How To Prevent System Failure with Monitoring and Traceability

Modern tools allow you to build and launch new software applications within days if not hours. But what does it take to make sure your system remains stable once it’s released?

In this article, I’m going to teach you the things you should do to make sure you’ll be able to detect and respond to production issues. I’ll walk you through two important ways to add these capabilities to your application, and show you how to use these techniques in a practical example. That and more in this video.

Application Downtime In Modern Applications

Modern internet users don’t tolerate down time. We expect our applications to be up and running 24/7 without interruption. When popular websites fail to meet this promise, they’re all over the news.

For example, in 2019 Facebook was down for over 24 hours, leading to millions of upset customers and a substantial loss in revenue.

This is an example of a big failure that caught global attention. But for every large event, there are dozens if not hundreds of smaller events that silently go under the radar. Issues that cause a problem, but it gets addressed so fast that only a small fraction of users are ever affected.

But how do companies prevent these issues from snowballing into much larger events? It all has to do with proper monitoring and traceability.

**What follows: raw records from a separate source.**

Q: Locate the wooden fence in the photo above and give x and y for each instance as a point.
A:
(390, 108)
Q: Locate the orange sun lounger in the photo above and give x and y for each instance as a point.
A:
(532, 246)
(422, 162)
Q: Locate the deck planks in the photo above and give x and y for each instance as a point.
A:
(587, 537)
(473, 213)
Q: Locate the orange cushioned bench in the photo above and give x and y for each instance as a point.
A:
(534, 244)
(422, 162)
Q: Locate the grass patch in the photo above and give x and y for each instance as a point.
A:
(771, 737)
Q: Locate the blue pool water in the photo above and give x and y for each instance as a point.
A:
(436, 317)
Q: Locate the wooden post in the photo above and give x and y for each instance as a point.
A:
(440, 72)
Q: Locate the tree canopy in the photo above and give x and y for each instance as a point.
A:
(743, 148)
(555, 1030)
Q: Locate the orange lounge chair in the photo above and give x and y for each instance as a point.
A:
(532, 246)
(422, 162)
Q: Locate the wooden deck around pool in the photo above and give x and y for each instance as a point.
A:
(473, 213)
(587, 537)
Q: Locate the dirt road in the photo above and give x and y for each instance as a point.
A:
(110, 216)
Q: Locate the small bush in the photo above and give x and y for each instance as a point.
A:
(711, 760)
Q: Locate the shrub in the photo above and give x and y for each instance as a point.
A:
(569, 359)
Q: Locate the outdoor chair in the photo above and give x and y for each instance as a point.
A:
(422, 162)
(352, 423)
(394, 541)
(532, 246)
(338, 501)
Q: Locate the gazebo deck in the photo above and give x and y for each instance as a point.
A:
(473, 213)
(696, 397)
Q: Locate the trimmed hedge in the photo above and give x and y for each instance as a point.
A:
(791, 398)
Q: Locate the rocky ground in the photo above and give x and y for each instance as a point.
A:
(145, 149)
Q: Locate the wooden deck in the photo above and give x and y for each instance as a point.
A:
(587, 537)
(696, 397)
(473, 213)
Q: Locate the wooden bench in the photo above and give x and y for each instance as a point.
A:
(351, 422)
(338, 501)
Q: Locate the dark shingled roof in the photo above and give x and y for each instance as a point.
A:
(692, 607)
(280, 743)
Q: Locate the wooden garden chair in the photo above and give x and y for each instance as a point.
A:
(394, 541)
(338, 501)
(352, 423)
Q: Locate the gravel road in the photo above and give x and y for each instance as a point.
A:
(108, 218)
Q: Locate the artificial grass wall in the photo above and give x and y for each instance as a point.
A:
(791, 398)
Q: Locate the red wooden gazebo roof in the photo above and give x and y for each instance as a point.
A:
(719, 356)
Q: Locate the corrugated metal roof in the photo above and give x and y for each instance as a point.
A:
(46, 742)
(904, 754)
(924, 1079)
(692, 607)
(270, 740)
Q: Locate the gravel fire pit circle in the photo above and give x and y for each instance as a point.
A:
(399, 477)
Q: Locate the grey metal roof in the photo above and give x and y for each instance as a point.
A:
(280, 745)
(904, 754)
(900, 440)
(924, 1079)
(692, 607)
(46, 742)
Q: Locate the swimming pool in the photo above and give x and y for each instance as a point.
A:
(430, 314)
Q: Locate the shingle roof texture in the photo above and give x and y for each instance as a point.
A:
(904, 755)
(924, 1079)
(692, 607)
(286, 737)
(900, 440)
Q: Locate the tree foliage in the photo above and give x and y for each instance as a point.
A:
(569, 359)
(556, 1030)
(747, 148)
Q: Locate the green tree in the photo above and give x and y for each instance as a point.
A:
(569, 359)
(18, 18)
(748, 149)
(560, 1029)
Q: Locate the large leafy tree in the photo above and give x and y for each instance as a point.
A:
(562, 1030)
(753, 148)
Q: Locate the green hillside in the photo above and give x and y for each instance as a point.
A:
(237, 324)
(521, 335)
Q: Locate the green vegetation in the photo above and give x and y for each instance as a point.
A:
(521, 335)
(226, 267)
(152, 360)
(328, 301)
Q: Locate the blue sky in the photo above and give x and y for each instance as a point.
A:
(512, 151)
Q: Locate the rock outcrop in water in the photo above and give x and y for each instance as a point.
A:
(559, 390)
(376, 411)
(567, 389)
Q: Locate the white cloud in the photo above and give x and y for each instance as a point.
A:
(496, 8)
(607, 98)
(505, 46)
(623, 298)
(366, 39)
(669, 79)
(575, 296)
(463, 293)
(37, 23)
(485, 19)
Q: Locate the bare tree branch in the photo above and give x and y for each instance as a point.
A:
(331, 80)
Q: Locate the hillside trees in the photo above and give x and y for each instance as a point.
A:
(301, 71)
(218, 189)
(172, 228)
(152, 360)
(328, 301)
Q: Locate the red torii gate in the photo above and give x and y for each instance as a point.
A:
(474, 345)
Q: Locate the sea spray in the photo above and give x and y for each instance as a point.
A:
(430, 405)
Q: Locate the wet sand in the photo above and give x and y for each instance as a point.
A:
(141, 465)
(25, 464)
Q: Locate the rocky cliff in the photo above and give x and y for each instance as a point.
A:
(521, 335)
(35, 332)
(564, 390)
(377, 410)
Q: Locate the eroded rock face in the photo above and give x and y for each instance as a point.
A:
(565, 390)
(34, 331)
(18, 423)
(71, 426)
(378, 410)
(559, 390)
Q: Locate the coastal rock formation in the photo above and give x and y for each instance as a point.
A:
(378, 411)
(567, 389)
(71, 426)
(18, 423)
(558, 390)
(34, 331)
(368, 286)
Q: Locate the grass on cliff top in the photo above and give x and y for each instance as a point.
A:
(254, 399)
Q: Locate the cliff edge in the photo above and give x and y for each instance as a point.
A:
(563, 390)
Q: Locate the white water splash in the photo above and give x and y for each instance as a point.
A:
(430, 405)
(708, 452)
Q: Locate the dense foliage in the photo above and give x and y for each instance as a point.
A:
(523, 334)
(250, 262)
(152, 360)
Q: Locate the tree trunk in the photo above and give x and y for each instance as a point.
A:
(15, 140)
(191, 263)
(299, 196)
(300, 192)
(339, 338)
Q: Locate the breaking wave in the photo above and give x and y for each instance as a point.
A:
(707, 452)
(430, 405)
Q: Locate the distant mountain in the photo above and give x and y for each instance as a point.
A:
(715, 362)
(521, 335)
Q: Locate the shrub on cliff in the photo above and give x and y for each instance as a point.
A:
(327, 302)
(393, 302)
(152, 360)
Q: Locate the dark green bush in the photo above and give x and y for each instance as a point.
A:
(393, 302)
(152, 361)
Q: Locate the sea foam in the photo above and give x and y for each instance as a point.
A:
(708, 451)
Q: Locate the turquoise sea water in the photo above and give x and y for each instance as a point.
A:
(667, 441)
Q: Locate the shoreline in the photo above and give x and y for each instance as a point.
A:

When operating a service. There are two broad categories to be concerned with. Being able to detect an issue, and being able to solve an issue.

Let’s start with looking at detection, sometimes also called monitoring.

Detection and Monitoring

Metrics

To detect an issue, you first need to collect metrics on your system’s behaviour. When using something like AWS, a LOT of metrics come for free.

For example, when using a service like EC2, you automatically get access to metrics like CPU utilization, memory usage, disk space, and more. These metrics are critical in assessing whether or not your system is at risk of failing. For example, if you’re hosting your application using EC2, you’ll definitely want to keep an eye on the level of your CPU utilization since persistently high levels can cause application in-stability.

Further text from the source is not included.